Niestety, prawo pozwala na przebywanie kobiecie i jej dziecku w takiej placówce tylko trzy miesiące po porodzie. W rudnickim ośrodku działają trzy instytucje, które mogą pomagać kobietom w trudnych sytuacjach na dłuższą metę. Funkcjonuje tu też schronisko dla bezdomnych kobiet, gdzie mama i jej dziecko mogą spędzić więcej czasu, gdy ich sytuacja nie jest do końca rozwiązana.

- Oczywiście, nasze zadanie, to nie tylko pomoc w okresie okołoporodowym.
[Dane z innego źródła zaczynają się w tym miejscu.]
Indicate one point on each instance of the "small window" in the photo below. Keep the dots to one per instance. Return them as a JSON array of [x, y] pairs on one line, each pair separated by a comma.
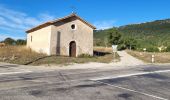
[[31, 38], [73, 26]]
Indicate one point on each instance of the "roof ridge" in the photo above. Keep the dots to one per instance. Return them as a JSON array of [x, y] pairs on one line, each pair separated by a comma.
[[56, 20]]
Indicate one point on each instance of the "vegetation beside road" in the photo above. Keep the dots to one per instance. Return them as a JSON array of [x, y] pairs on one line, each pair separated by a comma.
[[23, 55], [163, 57], [150, 35]]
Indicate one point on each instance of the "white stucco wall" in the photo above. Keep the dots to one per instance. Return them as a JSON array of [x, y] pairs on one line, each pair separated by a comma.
[[83, 36]]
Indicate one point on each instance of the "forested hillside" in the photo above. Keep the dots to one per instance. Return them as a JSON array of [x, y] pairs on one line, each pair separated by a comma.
[[156, 33]]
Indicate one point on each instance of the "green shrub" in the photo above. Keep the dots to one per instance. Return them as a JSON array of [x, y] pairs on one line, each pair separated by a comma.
[[121, 47], [168, 48], [152, 49], [84, 56]]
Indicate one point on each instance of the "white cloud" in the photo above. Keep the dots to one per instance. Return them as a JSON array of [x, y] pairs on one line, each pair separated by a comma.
[[104, 24], [4, 36], [15, 23], [20, 21]]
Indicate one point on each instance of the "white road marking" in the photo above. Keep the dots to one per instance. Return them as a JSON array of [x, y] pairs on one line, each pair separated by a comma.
[[9, 73], [150, 95], [129, 75]]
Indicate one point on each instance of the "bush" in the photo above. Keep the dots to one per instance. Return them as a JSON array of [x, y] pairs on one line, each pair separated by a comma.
[[84, 56], [152, 49], [168, 48], [121, 47]]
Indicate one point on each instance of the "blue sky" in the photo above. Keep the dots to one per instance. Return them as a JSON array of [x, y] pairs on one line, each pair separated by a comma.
[[16, 16]]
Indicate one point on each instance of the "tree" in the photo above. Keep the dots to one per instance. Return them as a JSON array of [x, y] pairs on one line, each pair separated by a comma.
[[9, 41], [21, 42], [130, 43], [114, 37]]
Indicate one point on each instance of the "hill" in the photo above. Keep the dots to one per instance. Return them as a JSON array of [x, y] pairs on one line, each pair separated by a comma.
[[156, 33]]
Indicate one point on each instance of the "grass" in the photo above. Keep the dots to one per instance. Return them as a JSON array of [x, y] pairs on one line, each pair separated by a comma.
[[18, 54], [22, 55], [163, 57]]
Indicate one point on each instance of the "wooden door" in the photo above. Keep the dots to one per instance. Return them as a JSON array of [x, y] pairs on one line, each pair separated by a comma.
[[72, 51]]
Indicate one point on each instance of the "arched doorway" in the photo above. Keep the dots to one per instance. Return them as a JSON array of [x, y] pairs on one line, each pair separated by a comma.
[[72, 49]]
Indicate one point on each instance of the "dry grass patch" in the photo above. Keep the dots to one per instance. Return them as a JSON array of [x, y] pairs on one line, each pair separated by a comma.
[[147, 56], [22, 55], [18, 54]]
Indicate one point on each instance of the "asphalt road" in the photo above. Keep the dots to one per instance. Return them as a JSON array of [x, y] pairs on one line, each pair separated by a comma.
[[150, 82]]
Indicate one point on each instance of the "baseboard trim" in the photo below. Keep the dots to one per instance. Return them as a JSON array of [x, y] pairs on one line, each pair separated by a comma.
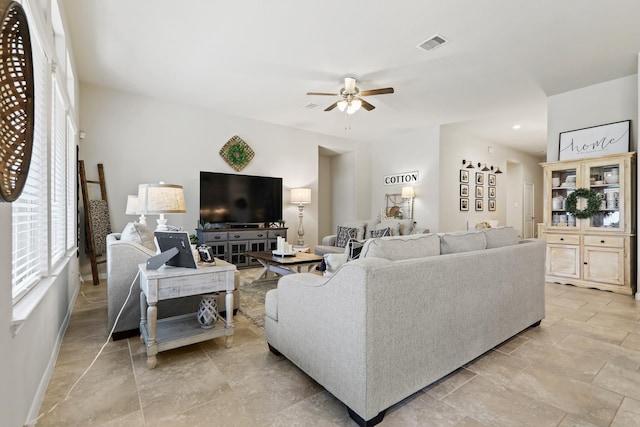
[[34, 410]]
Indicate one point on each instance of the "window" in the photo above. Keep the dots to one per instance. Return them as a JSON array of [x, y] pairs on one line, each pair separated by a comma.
[[44, 217], [29, 212]]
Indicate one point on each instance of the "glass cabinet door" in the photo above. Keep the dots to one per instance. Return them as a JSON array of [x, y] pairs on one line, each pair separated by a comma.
[[604, 179], [563, 182]]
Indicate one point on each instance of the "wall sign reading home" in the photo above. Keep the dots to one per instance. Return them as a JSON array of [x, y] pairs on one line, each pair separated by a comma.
[[402, 178], [595, 141]]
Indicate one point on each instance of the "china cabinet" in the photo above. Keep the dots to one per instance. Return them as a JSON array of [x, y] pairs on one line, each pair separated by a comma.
[[589, 222]]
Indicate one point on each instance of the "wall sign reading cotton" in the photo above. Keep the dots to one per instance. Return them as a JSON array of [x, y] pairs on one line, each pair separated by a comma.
[[402, 178]]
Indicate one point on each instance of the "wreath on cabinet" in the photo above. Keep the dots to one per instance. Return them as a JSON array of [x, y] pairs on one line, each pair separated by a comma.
[[593, 203]]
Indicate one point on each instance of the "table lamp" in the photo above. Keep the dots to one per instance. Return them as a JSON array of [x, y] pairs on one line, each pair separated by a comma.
[[300, 197], [161, 199]]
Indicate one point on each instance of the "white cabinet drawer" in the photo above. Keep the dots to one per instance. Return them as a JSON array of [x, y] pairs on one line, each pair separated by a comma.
[[605, 241], [565, 239]]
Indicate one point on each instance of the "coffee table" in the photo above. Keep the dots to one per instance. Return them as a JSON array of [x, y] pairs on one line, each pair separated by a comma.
[[283, 265]]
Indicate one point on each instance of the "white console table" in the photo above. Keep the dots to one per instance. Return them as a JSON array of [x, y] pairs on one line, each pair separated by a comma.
[[174, 282]]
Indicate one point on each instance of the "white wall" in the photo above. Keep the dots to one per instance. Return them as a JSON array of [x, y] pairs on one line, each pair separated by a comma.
[[607, 102], [415, 152], [142, 140], [454, 147]]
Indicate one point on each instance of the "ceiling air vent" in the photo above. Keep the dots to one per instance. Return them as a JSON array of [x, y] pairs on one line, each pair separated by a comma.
[[432, 43]]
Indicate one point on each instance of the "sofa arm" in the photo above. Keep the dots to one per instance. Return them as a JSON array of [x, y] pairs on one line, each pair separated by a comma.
[[329, 240]]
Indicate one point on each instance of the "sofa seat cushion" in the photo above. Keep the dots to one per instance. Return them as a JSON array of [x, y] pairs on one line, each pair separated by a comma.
[[138, 233], [501, 236], [464, 241], [402, 247]]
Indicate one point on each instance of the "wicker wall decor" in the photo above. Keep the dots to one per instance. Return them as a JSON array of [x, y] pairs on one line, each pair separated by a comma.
[[237, 153], [16, 100]]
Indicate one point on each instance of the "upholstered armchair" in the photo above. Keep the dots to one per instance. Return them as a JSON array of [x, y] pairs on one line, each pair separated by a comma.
[[125, 251]]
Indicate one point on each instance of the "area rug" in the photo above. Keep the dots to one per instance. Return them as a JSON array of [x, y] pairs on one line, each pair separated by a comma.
[[252, 295]]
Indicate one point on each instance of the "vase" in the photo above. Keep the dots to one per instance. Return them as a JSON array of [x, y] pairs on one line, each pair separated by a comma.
[[208, 310]]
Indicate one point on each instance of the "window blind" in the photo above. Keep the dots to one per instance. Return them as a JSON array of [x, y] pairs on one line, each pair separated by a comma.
[[58, 198], [29, 212]]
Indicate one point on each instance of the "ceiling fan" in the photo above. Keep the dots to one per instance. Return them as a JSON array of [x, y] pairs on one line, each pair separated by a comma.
[[351, 97]]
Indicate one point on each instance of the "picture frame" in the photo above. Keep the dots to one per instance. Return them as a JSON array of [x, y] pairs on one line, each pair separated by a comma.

To za mało. Każda z tych kobiet i jej dziecko potrzebują dużo szerszej i dłuższej czasowo pomocy. Wiele naszych podopiecznych oczekuje nie tylko pomocy materialnej, ale także psychologicznej oraz pedagogicznej, a w wielu wypadkach także prawnej, by rozwiązać wiele trudnych spraw. Niektóre z dziewcząt z upośledzeniem umysłowym wymagają długiego prowadzenia pedagogicznego, aby nauczyć się być mamą - wyjaśnia s. Honorata.

- Naszym zadaniem, jako pedagogów, jest pomoc tym mamom w codziennym zajmowaniu się dzieckiem. Doradzamy im w sprawach żywieniowych, higienicznych i opiekuńczych. Nie jest to proste, bo wiele kobiet najpierw musi zaakceptować swoją sytuację i wybudzić swoje macierzyństwo. Wielu nie jest łatwo, bo życie doświadczyło ich bardzo mocno i często boleśnie. Jednak, gdy uda się, to jest to nasz wspólny sukces - dodaje pani Paulina, pedagog.

Siostra Honorata Klonowska   Siostra Honorata Klonowska
Rudnik nad Sanem
ks. Tomasz Lis /Foto Gość
Czymś nowym w Domu Samotnej Matki w Rudniku jest Szkoła dla Rodziców i Wychowawców. - Jest to seria spotkań dla każdego, kto szuka sposobu na nawiązanie głębszych i cieplejszych relacji z dziećmi i wychowankami. Chcemy wspierać rodziców i wychowawców w radzeniu sobie w codziennych kontaktach z dziećmi i młodzieżą. Uczymy, jak lepiej się porozumiewać z młodymi, ale także skłaniamy rodziców do refleksji nad własną postawą wychowawczą. Towarzyszy nam hasło: „Wychowywać to kochać i wymagać” - wyjaśnia s. Honorata.